Aniana se llamaba y era su nombre un vaivén como sus pasos, tranquilos, desde una estancia a otra.
Afuera llueve, aquí, en su casa que cuido para evitar que se escape la esencia que guardo de ella.
Crepita la leña y la evoco envuelta en recuerdos:
Las natillas cocinadas, por las noches, mientras yo miraba su espalda y su mano en la cuchara con la danza sinuosa de la leche.
Sus pasos sobre las crujientes baldas de madera; y aquella escalera que pisaba lenta. Aquello era paz y, consuelo, su regazo de pan caliente.
Como entrar en sagrado; el umbral de su puerta protectora, y adentrarme en su templo; la calma.

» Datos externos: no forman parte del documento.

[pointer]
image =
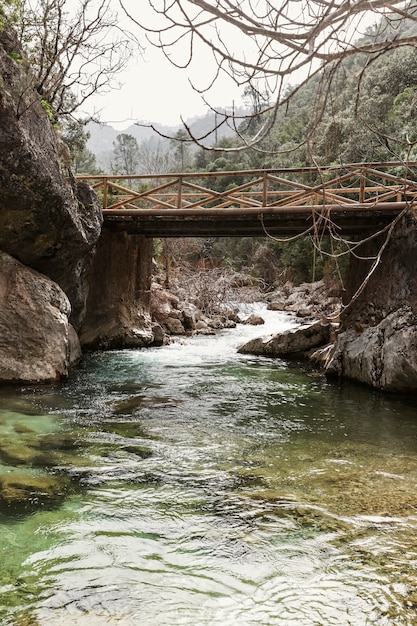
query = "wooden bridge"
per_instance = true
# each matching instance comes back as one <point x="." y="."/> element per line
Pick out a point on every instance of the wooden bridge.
<point x="349" y="199"/>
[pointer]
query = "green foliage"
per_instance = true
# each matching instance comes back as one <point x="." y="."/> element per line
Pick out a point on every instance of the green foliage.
<point x="16" y="57"/>
<point x="48" y="110"/>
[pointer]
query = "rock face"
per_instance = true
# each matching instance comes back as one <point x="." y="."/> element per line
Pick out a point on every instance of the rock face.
<point x="48" y="221"/>
<point x="117" y="313"/>
<point x="37" y="342"/>
<point x="308" y="300"/>
<point x="383" y="356"/>
<point x="377" y="342"/>
<point x="290" y="343"/>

Y las tardes de estío sentada junto al portal, contemplando a las gentes sencillas, preguntando con la voz inocente y ansiosa de vida.

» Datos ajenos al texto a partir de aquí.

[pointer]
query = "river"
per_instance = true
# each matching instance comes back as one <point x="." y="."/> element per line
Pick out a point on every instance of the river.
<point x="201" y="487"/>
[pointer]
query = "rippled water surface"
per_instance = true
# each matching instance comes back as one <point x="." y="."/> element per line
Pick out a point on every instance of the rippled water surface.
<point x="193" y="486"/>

El gracioso paseo, lento, de aquel delantal con cuadritos negros y los bolsillos llenos de… ¡Ay, y aquel lapicero, apurado, en sus dedos!
Y sus manos, esas manos de mi abuela, esa seda, ese chorro de hilo de agua templada.

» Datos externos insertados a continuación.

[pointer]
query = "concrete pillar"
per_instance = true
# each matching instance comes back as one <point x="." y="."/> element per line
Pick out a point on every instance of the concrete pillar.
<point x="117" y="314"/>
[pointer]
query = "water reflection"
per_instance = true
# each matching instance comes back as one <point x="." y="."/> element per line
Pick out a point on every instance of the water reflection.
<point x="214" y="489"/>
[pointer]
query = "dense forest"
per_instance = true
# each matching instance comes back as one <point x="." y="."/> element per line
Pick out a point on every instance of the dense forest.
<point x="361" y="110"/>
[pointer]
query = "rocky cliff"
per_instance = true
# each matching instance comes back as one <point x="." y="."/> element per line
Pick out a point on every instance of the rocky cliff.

No llegó a beber de mis versos, pero yo la he guardado en un libro, con su casa y sus cosas pequeñas.
No se fue, la contengo y recuerdo a mi lado.
La lluvia acaricia el cristal como un beso sutil de sus labios.
28 octubre, 2016 at 4:47 pm
Qué bien haberlos tenido para guardarlos y conservar ese vaivén de pasos que cruzan de una estancia a otra. Qué bien guardada. Qué bien lo cuentas.